A really simple TCP management interface is available by default on port 8126 or overriden in the configuration file. Inspired by the memcache stats approach this can be used to monitor a live statsd server. You can interact with the management server by telnetting to port 8126, the following commands are available:
- stats - some stats about the running server
- counters - a dump of all the current counters
- gauges - a dump of all the current gauges
- timers - a dump of the current timers
The stats output currently will give you:
- uptime: the number of seconds elapsed since statsd started
- messages.last_msg_seen: the number of elapsed seconds since statsd received a message
- messages.bad_lines_seen: the number of bad lines seen since startup
Each backend will also publish a set of statistics, prefixed by its module name.

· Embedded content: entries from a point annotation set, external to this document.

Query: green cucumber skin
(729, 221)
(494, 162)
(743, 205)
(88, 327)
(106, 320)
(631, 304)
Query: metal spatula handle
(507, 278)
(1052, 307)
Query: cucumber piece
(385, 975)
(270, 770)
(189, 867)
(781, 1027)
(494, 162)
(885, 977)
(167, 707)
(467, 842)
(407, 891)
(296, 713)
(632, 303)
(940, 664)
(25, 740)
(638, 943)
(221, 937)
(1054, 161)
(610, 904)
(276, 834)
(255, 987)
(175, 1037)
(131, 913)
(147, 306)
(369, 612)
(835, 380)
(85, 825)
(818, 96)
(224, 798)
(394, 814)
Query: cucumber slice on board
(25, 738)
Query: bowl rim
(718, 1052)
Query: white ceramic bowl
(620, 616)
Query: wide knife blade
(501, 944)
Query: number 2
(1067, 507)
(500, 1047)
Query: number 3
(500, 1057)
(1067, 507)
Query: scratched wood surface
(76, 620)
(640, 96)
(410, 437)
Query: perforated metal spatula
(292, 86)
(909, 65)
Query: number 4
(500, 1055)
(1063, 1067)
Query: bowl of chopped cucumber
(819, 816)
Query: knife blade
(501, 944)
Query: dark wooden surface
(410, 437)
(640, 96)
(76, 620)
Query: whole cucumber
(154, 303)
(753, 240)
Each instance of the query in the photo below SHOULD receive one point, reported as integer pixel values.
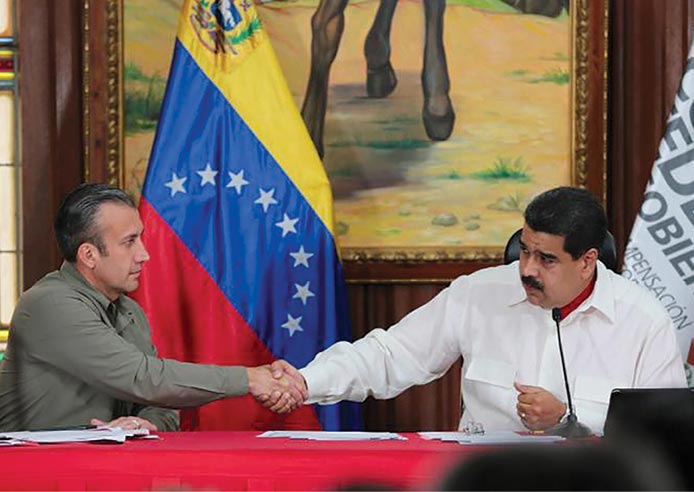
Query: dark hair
(75, 222)
(573, 213)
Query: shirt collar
(75, 279)
(601, 299)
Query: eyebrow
(129, 237)
(546, 256)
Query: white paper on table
(496, 437)
(109, 434)
(336, 436)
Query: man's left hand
(127, 423)
(537, 408)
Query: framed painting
(441, 119)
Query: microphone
(571, 427)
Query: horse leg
(548, 8)
(380, 77)
(327, 25)
(437, 114)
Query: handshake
(278, 387)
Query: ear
(87, 253)
(588, 262)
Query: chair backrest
(608, 252)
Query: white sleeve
(418, 349)
(660, 362)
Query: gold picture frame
(103, 88)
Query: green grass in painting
(405, 144)
(557, 57)
(389, 232)
(504, 169)
(453, 176)
(143, 98)
(509, 203)
(517, 73)
(490, 5)
(556, 76)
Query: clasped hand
(537, 408)
(278, 387)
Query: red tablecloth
(228, 461)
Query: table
(229, 461)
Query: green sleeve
(79, 343)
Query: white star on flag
(266, 199)
(207, 175)
(287, 225)
(237, 181)
(176, 184)
(303, 293)
(301, 257)
(292, 324)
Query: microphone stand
(571, 427)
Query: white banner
(660, 252)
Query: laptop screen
(648, 409)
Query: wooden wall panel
(51, 131)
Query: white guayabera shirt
(620, 337)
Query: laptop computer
(648, 409)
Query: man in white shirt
(614, 333)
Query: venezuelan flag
(238, 219)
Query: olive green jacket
(73, 355)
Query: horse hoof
(438, 127)
(380, 81)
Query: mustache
(532, 282)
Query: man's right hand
(276, 390)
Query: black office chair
(608, 252)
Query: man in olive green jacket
(80, 351)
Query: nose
(528, 266)
(143, 255)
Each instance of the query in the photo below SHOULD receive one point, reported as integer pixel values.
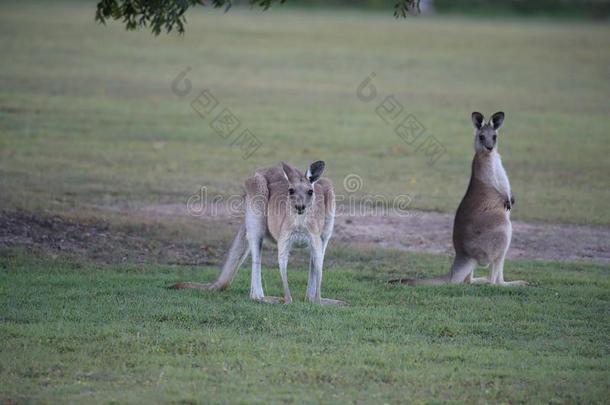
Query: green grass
(78, 332)
(87, 117)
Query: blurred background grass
(88, 118)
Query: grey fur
(288, 207)
(482, 229)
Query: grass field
(78, 332)
(88, 118)
(91, 132)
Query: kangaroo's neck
(487, 169)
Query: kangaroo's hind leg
(497, 274)
(256, 227)
(283, 251)
(314, 284)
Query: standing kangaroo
(482, 230)
(289, 207)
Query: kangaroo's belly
(484, 237)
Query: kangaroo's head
(486, 133)
(300, 186)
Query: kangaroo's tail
(237, 254)
(460, 270)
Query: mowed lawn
(79, 332)
(89, 123)
(88, 117)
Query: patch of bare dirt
(97, 241)
(431, 232)
(416, 231)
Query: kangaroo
(289, 207)
(482, 229)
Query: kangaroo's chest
(494, 175)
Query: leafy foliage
(167, 15)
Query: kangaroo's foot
(271, 300)
(515, 282)
(479, 280)
(329, 301)
(408, 281)
(196, 286)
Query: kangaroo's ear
(497, 119)
(288, 171)
(315, 171)
(477, 119)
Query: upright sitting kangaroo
(289, 207)
(482, 230)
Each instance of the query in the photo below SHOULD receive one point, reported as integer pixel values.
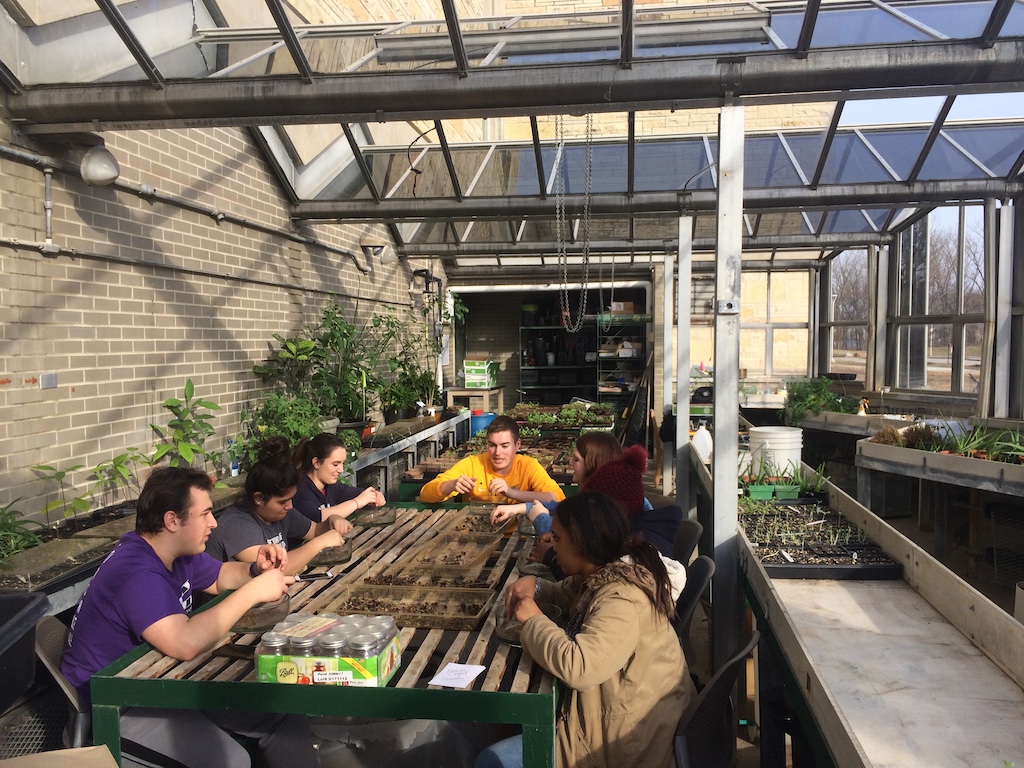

You can use this to delete buckets no longer in use. For example, if you were hosting statsd at 10.10.10.10:
#to delete counter sandbox.test.temporary
echo "delcounters sandbox.test.temporary" | nc 10.10.10.10 8126
Graphite:
- graphite.last_flush: the number of seconds elapsed since the last successful flush to graphite
- graphite.last_exception: the number of seconds elapsed since the last exception thrown whilst flushing to graphite
- graphite.flush_length: the length of the string sent to graphite
- graphite.flush_time: the time it took to send the data to graphite
Those statistics will also be sent to graphite under the namespaces
stats.statsd.graphiteStats.last_exception
and
stats.statsd.graphiteStats.last_flush
.
A simple nagios check can be found in the utils/ directory that can be used to check metric thresholds, for example the number of seconds since the last successful flush to graphite.